Bilko’s another one. Were you a fan of his?

“Of course. I had to be a fan to write a song about him. These days when the new TV channels are resurrecting the old series, one of them is surely going to grab Bilko. There’s 156 episodes and most of it is sheer genius.”

On this tour you’re doing a solo set followed by Stranglers material, which you’ve never really done before.

“I did it last year with the first Monster tour and it went down really well. It showed out how good the Stranglers catalogue is, and also that people enjoy my solo set. It’s nice to separate them again, but because it’s the second tour for the album we’ve drastically changed the first set. There’s different solo tracks from different albums and also Beyond Elysian Fields, an album I did with Tony Visconti, has been remastered and that’s coming out so I’m playing tracks from that.”

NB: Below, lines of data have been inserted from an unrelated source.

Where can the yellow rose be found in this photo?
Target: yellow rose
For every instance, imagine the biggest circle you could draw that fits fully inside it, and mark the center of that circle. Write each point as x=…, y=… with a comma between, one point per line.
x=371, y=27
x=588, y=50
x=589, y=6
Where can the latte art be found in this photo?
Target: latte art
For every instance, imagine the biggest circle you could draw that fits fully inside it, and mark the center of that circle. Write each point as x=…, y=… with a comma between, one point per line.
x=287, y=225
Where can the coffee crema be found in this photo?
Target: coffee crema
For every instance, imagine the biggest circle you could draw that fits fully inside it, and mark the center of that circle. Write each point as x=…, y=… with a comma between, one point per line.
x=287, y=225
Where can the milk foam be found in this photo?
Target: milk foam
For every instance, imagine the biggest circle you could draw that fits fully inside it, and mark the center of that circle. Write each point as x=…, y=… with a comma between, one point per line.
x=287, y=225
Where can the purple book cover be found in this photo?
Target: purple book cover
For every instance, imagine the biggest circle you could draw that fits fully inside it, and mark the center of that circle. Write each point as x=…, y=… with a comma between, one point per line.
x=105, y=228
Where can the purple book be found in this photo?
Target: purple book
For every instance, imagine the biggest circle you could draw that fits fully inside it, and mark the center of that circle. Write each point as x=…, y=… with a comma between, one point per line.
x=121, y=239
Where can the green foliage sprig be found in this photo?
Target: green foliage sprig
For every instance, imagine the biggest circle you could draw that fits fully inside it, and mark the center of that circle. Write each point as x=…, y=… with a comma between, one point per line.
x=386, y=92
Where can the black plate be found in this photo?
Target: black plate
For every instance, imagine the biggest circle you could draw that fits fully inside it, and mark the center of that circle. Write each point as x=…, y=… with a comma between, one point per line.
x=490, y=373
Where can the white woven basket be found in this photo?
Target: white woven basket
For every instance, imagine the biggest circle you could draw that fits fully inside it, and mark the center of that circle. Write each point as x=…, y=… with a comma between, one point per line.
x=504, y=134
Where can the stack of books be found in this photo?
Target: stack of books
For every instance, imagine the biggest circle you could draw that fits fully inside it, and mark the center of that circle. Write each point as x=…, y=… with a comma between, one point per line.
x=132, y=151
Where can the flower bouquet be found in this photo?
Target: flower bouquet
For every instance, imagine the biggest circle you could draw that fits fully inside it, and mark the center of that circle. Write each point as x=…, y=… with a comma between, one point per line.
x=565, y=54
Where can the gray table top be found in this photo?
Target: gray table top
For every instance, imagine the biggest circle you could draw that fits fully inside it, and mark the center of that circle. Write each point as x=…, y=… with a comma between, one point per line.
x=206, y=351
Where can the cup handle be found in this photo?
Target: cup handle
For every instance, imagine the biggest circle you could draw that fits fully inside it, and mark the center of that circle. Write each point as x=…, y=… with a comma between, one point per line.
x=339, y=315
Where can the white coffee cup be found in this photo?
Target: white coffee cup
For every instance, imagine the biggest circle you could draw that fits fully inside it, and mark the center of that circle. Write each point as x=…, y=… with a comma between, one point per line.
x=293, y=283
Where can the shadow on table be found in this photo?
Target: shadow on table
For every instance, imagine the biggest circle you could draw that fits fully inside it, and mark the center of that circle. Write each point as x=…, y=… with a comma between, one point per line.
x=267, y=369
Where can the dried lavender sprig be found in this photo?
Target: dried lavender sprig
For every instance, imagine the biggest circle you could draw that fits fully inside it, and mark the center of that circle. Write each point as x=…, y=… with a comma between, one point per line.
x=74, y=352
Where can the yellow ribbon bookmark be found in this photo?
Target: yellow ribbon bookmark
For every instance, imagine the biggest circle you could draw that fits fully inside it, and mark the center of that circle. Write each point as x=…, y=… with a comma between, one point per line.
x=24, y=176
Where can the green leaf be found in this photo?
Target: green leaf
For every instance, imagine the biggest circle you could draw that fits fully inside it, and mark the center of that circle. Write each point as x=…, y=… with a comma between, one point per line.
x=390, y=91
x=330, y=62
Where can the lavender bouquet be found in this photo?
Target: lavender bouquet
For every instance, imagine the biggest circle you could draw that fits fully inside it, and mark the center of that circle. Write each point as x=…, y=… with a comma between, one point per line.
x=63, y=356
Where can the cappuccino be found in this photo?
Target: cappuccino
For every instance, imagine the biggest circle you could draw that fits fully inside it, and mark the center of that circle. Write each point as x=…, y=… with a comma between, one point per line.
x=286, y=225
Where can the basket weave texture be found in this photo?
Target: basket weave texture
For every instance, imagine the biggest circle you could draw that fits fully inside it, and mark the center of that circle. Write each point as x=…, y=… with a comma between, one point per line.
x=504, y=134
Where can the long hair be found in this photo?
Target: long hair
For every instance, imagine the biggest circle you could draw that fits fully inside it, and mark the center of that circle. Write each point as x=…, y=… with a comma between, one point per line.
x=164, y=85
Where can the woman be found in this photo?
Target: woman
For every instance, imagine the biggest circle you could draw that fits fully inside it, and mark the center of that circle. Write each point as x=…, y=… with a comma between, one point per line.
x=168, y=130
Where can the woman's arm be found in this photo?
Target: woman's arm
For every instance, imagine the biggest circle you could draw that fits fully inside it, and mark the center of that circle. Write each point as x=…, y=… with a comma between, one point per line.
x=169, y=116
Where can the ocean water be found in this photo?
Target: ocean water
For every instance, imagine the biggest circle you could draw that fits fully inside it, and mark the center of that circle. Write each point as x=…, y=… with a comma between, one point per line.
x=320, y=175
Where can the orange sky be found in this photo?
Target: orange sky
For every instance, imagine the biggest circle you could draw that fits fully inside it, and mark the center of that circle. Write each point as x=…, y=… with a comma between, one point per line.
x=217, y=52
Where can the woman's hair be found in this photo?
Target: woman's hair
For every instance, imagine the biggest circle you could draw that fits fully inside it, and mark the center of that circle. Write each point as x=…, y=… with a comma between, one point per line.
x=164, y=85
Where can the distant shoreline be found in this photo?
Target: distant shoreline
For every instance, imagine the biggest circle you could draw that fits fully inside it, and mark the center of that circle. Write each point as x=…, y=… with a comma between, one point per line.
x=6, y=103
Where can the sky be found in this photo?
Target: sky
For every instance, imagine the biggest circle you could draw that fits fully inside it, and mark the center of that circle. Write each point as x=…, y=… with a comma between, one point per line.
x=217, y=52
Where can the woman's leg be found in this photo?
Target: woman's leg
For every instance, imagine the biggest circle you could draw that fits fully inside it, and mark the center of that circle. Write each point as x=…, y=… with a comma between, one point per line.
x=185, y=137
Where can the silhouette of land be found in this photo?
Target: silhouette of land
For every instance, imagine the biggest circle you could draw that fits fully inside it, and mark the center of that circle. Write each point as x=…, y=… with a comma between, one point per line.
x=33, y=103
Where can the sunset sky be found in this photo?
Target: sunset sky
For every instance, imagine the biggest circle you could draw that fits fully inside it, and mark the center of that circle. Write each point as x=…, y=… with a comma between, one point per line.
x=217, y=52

You’ve done ten studio albums solo, plus a load of live ones. That’s productivity on almost an industrial scale. Where do you find the ideas from after all these years?

“They just occur. I’m fascinated about life and people, there’s always things I’m curious about and I think might make a new idea for a song. I’m a chronicler like Samuel Pepys, a mental diarist. I find that the feeling wells up, I have a period of about eighteen months when I write a lot of songs, then try and records them in the right way. I can feel another surge coming up so I’ve got to act on it.”

How do you get on with the Stranglers now?

“I don’t have any contact with them. I’m happy that they’re out there playing the old material and getting new fans, I get the royalties so they can play to as many people as they like. It’s a calling card and it introduces people to what I’m doing.”

You seem quite relaxed about their fairly fluid line-up.

“It’s a fact of life. Music is a corporate business – look at Queen with new singers, Fleetwood Mac with Neil Finn coming in and pretending to be Lindsay Buckingham. That’s big business;, if people can continue earning a living with a brand they’re keen to do it.

“I’ll accept the fact that the line-up is changing, there’s going to be a time when Dave or Jean Jacques don’t want to do it, or god forbid they might be ill, and if that happens do you think the rest are going to cancel the tour? It’s not the original line-up anyway so what does it matter? Get someone else in”

The original line-up was four seperate personalities who came together. It wasn’t like, say, the Boomtown Rats who were Bob Geldof and his backing band.

“Nobody took the limelight. On the first album cover I was at the back and I was the singer. That’s for other people to discuss, I just went out there and did it.”

And you’re still doing it, at the Robin 2 again.

“It’s a great venue. Mike did a great job, the place is an institution and if anywhere epitomises rock’n’roll it’s the Robin 2. I always have a great time there and everyone I know who play there says the same thing.”

Hugh Cornwell plays the Robin 2, Bilston on 29th November.